Una pasajera en el aeropuerto de Nápoles, poco antes de pasar un test PCR obligatorio, el 28 de septiembre de 2020. [EFE-EPA]

Bruselas (EuroEFE).- El heterogéneo impacto económico en las regiones europeas de la COVID-19, una pandemia con efectos “complejos y profundamente territoriales”, debe tenerse en cuenta al elaborar los planes de recuperación pospandemia, avisa un informe del Comité Europeo de las Regiones hecho público este lunes.

Este barómetro regional destaca una “nueva geografía de la COVID-19” por su impacto económico, creada por una combinación de dos factores: la exposición de cada región a las medidas de confinamiento y la sensibilidad de sus economías a las restricciones que se impusieron, principalmente entre marzo y mayo de este año.

“Los planes de recuperación que se desarrollen a nivel europeo y nacional deben dejar margen a respuestas políticas que tengan en cuenta estas diferencias si quieren ser efectivos”, advierte el informe, que señala que el impacto del confinamiento “depende profundamente de los recursos y estructuras políticas, sociales y económicas de cada región o localidad”.

Por ejemplo, una región fronteriza que dependa de trabajadores transfronterizos para su sistema sanitario o de bienes procedentes del extranjero para su industria se verá afectada por los confinamientos en el extranjero aunque sus propias medidas nacionales no sean muy estrictas.

Los factores que el estudio destaca como claves dentro de cada región son, entre otros, el porcentaje de trabajadores en sectores considerados de riesgo en este contexto -turismo, restauración o cultura-, su dependencia del comercio extranjero, la tasa de paro juvenil y la de riesgo de exclusión social o el número de autónomos.

El estudio afirma que “las regiones que han sufrido más casos y fallecimientos por COVID-19 no son necesariamente las más afectadas económicamente” y que las diferencias tampoco responden a dicotomías tradicionales, como el centro y la periferia o los centros urbanos y los rurales.

El Comité Europeo de las Regiones, que representa a las autoridades regionales y locales de la UE, pide en su barómetro una mayor involucración de estos entes de gobierno a la hora de elaborar los planes de recuperación que cada país debe enviar a Bruselas para acceder al fondo pospandemia, de un total de 750.000 millones de euros.
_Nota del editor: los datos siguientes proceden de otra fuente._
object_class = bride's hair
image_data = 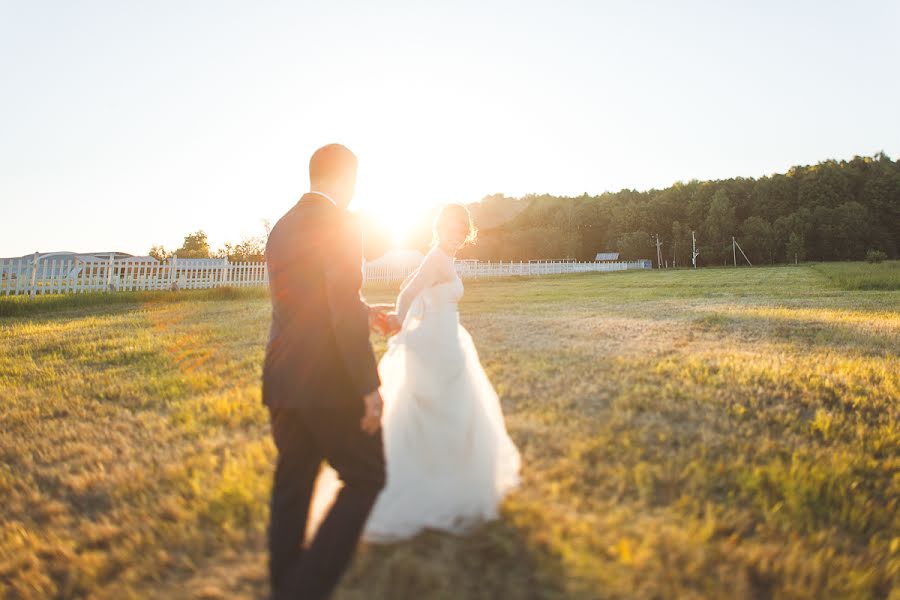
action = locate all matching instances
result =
[431,204,478,246]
“Aunque los Estados miembros serán los que tomen las decisiones mayoritariamente, la involucración de las autoridades locales y regionales será muy útil para asegurar que los fondos se gastan donde y como sean más necesarias”, apunta el informe, que destaca el valor añadido de este nivel de gobierno “a la hora de identificar territorios con necesidades de inversión estratégica”.

Las regiones europeas reclaman, por tanto, que “la asignación de fondos de recuperación se base en la vulnerabilidad y estructura socioeconómica de las regiones” y que se usen igualmente para “diversificar las economías locales y mercados laborales” de forma que se evite una sobredependencia en sectores concretos.
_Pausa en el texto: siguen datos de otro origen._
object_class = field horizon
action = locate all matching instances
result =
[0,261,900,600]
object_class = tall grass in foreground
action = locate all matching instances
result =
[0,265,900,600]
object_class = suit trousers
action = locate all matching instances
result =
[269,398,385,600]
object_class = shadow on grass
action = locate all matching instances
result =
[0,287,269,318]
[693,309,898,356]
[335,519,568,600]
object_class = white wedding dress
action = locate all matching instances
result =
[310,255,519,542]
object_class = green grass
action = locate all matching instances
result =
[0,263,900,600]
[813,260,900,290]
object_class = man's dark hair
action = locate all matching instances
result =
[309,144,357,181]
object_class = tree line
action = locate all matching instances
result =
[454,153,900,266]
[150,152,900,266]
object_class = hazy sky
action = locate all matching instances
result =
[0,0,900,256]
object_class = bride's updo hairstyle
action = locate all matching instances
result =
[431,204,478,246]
En definitiva, el informe pide extraer lecciones de la primera ola del coronavirus para, más allá de la respuesta económica, mejorar la coordinación entre todos los niveles de gobierno para asegurar “una respuesta coherente y eficiente”, en áreas tan variadas como la distribución de material médico o la armonización de medidas en las fronteras de los países.